Arnel Mandal

Personal information
- Nationality: Filipino
- Born: November 10, 1995 (age 30) Iloilo, Philippines

Sport
- Country: Philippines
- Sport: Wushu
- Event: Sanda

Medal record
Representing Philippines
| Event | 1st | 2nd | 3rd |
| World Championships | 2 | 2 | 0 |
| Sanda World Cup | 2 | 0 | 0 |
| Asian Games | 0 | 1 | 0 |
| Asian Cup | 1 | 0 | 0 |
| Southeast Asian Games | 2 | 0 | 0 |
| Total | 7 | 3 | 0 |
World Championships
| Gold medal – first place | 2019 Shanghai | 52 kg |
| Gold medal – first place | 2015 Jakarta | 52 kg |
| Silver medal – second place | 2023 Fort Worth | 52 kg |
| Silver medal – second place | 2017 Kazan | 52 kg |
Asian Games
| Silver medal – second place | 2022 Hangzhou | 56 kg |
Southeast Asian Games
| Gold medal – first place | 2021 Vietnam | 56 kg |
| Gold medal – first place | 2019 Philippines | 52 kg |

= Arnel Mandal =

Filipino athlete

Arnel Roa Mandal is a Filipino wushu athlete specializing in sanda. He has won multiple medals in both local and international levels of competition.

== Career ==
Mandal is an Iloilo native and sanda athlete who has fought and achieved medals in local, international, and world championship levels of competition. Specifically, he earned gold and silver medals in the 13th, 14th, and 15th World Wushu Championships and the 8th and 9th Sanda World Cups. When a wushu sanda competitor places highly in the wushu world championships, they are invited to compete in the sanda world cup against other top-placing athletes.
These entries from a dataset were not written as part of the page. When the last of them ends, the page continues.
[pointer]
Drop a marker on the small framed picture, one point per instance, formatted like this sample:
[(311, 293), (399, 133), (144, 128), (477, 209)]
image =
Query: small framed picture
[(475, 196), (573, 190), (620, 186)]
Furthermore, he has won gold medals in the 1st Asian Cup and the 30th and 31st SEA Games.

Due to a regulation change regarding the age of a fighter, he was ineligible to compete in the 32nd SEA games.

== Personal life ==
For his achievements, he was rewarded with "The Pride of Iloilo Award" by SM City Iloilo. He encourages the youths of his home province to try out wushu.